TCT-308 Cardiogenic Shock–Associated Cardiorenal Syndrome Improves With the Use of Left Atrial Venous Arterial Extracorporeal Membrane Oxygenation (LAVA-ECMO)

Document Type

Conference Proceeding

Publication Date


Publication Title

J Am Coll Cardiol


Background: Cardiorenal syndrome (CRS) can complicate cardiogenic shock (CS) in 60% of cases. A strong predictor of CRS is elevated right atrial (RA) pressure. Left atrial venous arterial extracorporeal membrane oxygenation (LAVA-ECMO) uses a long fenestrated trans-septal cannula that unloads the left and right atrium simultaneously. We describe the impact of rapidly decompressing RA pressure and improved perfusion on renal function with LAVA-ECMO.
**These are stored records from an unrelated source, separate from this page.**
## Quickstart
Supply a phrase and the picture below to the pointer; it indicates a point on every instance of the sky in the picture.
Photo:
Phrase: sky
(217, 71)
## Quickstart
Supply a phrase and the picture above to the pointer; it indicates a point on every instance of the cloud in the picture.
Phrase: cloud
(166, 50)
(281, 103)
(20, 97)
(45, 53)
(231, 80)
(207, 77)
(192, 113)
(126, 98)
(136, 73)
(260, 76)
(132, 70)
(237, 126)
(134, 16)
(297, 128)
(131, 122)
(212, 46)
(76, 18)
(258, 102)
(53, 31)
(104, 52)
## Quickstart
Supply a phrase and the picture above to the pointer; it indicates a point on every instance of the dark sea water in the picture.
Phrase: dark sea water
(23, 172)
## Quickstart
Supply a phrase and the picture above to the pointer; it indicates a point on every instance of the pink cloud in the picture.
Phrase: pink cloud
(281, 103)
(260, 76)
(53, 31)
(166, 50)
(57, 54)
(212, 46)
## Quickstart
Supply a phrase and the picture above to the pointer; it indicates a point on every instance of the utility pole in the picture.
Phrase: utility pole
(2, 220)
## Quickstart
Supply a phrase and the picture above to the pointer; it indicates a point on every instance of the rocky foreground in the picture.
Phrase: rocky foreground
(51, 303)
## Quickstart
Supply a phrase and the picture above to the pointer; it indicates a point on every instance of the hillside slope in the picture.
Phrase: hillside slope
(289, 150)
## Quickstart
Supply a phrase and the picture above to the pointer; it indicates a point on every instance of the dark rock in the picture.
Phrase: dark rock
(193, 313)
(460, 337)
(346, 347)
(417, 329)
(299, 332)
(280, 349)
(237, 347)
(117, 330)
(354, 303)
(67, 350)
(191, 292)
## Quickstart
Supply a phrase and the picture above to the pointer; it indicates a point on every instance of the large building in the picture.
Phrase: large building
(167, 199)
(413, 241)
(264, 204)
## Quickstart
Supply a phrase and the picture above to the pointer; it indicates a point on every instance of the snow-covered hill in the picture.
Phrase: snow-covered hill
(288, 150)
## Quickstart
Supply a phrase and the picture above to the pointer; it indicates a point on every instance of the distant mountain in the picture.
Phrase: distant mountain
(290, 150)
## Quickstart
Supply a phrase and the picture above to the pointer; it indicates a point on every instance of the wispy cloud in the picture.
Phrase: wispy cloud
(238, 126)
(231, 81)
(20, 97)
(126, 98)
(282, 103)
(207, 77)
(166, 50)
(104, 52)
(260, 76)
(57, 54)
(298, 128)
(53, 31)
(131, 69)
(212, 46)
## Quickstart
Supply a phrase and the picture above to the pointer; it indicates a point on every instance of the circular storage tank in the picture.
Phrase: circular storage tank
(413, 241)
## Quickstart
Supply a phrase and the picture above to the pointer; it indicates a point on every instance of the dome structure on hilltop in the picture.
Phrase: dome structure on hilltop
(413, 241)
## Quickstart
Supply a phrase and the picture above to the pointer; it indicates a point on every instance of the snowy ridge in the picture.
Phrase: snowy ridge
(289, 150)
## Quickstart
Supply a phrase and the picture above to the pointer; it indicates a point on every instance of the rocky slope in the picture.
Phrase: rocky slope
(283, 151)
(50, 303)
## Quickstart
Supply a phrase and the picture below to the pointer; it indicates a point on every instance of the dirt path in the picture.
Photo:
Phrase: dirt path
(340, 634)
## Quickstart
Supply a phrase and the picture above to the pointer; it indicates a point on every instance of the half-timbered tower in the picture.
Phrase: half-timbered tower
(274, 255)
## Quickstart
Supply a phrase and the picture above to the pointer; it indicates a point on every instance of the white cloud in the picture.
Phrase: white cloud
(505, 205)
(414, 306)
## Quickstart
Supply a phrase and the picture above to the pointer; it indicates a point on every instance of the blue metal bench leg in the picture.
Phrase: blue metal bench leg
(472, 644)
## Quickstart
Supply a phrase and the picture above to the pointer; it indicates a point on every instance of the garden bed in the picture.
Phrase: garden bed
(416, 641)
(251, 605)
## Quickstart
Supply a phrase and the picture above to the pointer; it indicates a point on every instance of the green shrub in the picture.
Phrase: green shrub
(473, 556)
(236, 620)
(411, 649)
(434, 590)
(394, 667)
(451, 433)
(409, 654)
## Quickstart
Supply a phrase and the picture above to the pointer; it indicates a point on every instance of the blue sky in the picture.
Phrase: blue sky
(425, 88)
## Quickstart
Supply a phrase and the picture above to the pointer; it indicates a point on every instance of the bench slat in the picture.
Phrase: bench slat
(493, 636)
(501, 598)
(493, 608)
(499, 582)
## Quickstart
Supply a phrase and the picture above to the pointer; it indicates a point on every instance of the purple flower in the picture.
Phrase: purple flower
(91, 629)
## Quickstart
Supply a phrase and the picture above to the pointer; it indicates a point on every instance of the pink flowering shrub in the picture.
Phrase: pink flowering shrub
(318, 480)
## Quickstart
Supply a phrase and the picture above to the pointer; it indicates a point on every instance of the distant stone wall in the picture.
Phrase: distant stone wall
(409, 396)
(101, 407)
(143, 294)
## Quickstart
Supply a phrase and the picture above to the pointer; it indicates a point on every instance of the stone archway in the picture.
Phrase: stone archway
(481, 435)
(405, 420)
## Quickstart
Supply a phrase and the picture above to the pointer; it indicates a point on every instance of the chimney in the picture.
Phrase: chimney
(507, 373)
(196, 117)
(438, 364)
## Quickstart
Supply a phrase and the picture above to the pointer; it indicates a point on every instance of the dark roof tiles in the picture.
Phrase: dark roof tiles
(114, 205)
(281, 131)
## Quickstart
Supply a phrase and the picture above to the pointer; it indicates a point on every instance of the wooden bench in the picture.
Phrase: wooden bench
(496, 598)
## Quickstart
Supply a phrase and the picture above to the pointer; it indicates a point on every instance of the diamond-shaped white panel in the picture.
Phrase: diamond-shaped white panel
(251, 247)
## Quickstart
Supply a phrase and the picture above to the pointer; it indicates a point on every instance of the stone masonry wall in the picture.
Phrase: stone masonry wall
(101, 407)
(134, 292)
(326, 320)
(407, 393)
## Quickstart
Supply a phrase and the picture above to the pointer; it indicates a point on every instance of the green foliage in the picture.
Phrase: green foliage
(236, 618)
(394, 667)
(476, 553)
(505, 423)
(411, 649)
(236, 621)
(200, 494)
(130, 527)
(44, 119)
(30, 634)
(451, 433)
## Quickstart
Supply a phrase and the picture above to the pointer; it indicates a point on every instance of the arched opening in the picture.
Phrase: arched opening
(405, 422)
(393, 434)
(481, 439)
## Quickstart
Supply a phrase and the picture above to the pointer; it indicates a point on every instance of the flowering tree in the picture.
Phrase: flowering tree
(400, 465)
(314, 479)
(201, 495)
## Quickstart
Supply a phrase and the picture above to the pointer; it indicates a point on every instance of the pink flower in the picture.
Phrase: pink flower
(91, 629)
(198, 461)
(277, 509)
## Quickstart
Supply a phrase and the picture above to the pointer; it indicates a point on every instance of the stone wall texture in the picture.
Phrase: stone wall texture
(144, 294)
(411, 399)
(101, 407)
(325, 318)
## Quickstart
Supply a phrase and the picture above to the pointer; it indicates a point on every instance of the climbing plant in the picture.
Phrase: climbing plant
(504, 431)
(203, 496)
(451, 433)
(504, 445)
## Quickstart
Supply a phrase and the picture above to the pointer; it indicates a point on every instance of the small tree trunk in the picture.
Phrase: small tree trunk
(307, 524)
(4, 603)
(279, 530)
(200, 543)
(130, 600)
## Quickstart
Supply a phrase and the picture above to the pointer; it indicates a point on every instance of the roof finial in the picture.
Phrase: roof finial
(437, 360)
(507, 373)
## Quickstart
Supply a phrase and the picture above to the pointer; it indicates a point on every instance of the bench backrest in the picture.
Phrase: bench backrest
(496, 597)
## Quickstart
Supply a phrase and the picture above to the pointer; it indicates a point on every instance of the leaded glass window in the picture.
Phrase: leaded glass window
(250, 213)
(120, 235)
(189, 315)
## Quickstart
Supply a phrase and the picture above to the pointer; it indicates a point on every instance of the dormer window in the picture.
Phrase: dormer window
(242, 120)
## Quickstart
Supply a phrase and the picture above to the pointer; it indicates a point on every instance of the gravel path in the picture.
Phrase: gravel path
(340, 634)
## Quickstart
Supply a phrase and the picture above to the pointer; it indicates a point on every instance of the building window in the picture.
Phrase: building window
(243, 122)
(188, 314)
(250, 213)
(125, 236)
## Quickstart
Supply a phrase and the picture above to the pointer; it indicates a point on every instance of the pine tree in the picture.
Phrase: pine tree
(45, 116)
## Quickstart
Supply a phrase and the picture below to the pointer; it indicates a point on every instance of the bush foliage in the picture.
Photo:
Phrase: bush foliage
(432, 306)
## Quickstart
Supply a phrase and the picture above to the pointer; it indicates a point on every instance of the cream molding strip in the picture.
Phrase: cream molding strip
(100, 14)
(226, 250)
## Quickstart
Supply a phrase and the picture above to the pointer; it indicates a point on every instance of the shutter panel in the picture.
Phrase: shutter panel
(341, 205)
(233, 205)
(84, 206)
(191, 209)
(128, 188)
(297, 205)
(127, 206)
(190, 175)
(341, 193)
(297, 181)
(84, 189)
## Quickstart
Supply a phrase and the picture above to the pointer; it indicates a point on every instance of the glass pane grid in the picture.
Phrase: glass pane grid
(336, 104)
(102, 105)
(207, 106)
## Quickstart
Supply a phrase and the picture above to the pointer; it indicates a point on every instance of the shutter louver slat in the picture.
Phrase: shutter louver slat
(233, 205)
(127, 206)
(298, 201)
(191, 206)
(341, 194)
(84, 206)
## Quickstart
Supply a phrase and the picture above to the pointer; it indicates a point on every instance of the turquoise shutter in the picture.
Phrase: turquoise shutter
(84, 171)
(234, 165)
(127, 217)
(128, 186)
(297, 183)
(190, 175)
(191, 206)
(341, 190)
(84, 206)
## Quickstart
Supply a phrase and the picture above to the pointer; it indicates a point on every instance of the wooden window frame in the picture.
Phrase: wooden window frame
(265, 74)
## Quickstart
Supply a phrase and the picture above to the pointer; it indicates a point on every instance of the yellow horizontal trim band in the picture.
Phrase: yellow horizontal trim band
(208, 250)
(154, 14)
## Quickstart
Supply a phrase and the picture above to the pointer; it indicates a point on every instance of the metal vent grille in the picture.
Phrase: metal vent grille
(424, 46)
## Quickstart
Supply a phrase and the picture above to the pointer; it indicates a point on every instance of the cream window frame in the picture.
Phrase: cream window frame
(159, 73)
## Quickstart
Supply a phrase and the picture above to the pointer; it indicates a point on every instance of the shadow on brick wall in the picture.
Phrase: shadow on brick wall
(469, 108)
Methods: From July 2020 to August 2021, 15 patients underwent LAVA-ECMO cannulation at Henry Ford Hospital. Patient characteristics, procedural data, and outcomes were analyzed. Variables are expressed as proportions and medians (interquartile range [IQR]). The Wilcoxon signed rank test was used with 95% confidence intervals for comparisons.

Results: The median age was 62 years (IQR: 52-71 years), and 13% were women. Most patients had pure CS (87%) and mixed distributive CS in 2 patients (13%). Most patients had severe valvular heart disease (80%). LAVA-ECMO caused a significant reduction in RA pressure (Figure 1A) and increased pulmonary artery saturation from 48% (IQR: 37-56) to 72% (IQR: 64-81) (P = 0.002). Of the 12 patients not receiving renal replacement therapy, 75% patients experienced improvement in renal function, 2 had no change, and 1 worsened. The distribution of serum creatinine (Cr) is shown in Figure 1B between baseline Cr, day of LAVA-ECMO, 1 day post-LAVA ECMO, and at the time of destination.

Conclusion: LAVA-ECMO lowers RA pressure, improves perfusion, and is associated with rapid reversal of cardiorenal syndrome in most patients. Prospective studies using LAVA-ECMO for cardiogenic shock are warranted.